Gandalf, completed June 2013 after roughly 250 hours. Image and design © Liz Heffner.

The intent was to capture some of the style and essence of Medieval manuscript illustration, which hopefully has been successful.

Working with spangles was quite amusing as they wanted to act like tiddlywinks and spring off in all directions. I was certain that I would find some in my hair at the end of the day, but luckily this was not the case. This is also my first attempt at working with Japanese gold and I must say that while it is indeed time-consuming, especially when couched singly rather than double-stranded, I think it is safe to say that I have now been ‘bitten by the bug’.

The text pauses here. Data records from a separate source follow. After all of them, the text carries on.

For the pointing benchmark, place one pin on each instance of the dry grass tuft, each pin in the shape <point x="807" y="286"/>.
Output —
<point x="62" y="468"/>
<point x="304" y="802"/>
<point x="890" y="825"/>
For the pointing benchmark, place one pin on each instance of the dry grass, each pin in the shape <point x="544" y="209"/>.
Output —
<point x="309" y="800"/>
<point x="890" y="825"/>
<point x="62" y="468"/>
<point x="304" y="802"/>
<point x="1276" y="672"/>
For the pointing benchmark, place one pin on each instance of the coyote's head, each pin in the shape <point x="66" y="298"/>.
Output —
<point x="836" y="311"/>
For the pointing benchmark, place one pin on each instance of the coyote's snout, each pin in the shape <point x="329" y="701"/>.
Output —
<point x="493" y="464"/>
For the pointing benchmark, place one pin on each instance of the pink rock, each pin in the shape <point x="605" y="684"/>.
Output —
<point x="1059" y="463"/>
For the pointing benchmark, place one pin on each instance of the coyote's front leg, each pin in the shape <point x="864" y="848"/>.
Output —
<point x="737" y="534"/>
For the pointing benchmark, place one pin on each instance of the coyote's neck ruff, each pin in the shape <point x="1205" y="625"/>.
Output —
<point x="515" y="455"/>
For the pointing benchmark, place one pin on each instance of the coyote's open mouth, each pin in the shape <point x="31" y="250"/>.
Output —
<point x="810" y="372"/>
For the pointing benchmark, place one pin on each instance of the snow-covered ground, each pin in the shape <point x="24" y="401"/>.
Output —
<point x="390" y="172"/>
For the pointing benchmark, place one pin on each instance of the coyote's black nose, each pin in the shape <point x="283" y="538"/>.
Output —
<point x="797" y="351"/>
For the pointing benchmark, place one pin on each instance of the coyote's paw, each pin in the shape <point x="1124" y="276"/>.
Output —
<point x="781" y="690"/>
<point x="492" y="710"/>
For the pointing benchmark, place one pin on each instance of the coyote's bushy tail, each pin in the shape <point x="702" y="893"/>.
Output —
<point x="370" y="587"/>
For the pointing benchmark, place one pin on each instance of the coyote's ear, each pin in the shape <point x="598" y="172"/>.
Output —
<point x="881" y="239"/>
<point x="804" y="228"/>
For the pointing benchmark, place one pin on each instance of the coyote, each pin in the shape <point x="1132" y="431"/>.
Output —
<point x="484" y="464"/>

For those who are not able to read the inscription, it reads:

By the light of the small hearth fire,
Gandalf took the ring from the tongs and was
not burned for it was quite cool.

This references the point in the Lord of the Rings, by JRR Tolkien, where Gandalf tests the ring in Frodo’s hearth fire and discovers the final proof that it is indeed the One Ring. I note that fan conversations are multiple on the subject of whether or not Gandalf actually handled the ring in the book, because the movies of course took quite a different stance on the matter. To me it is clear and not at all ambiguous that Gandalf did indeed handle the ring and pass it to Frodo. He just never put it on his finger!

Gandalf, completed June 2013

Design measures 22cm x 42 cm

Stitch techniques: couched goldwork, laid and couched ground work, split stitch and French knots.

Materials: Japanese gold, gold and silver metallic threads, gilt and silver spangles, 100% silk and cotton perlé.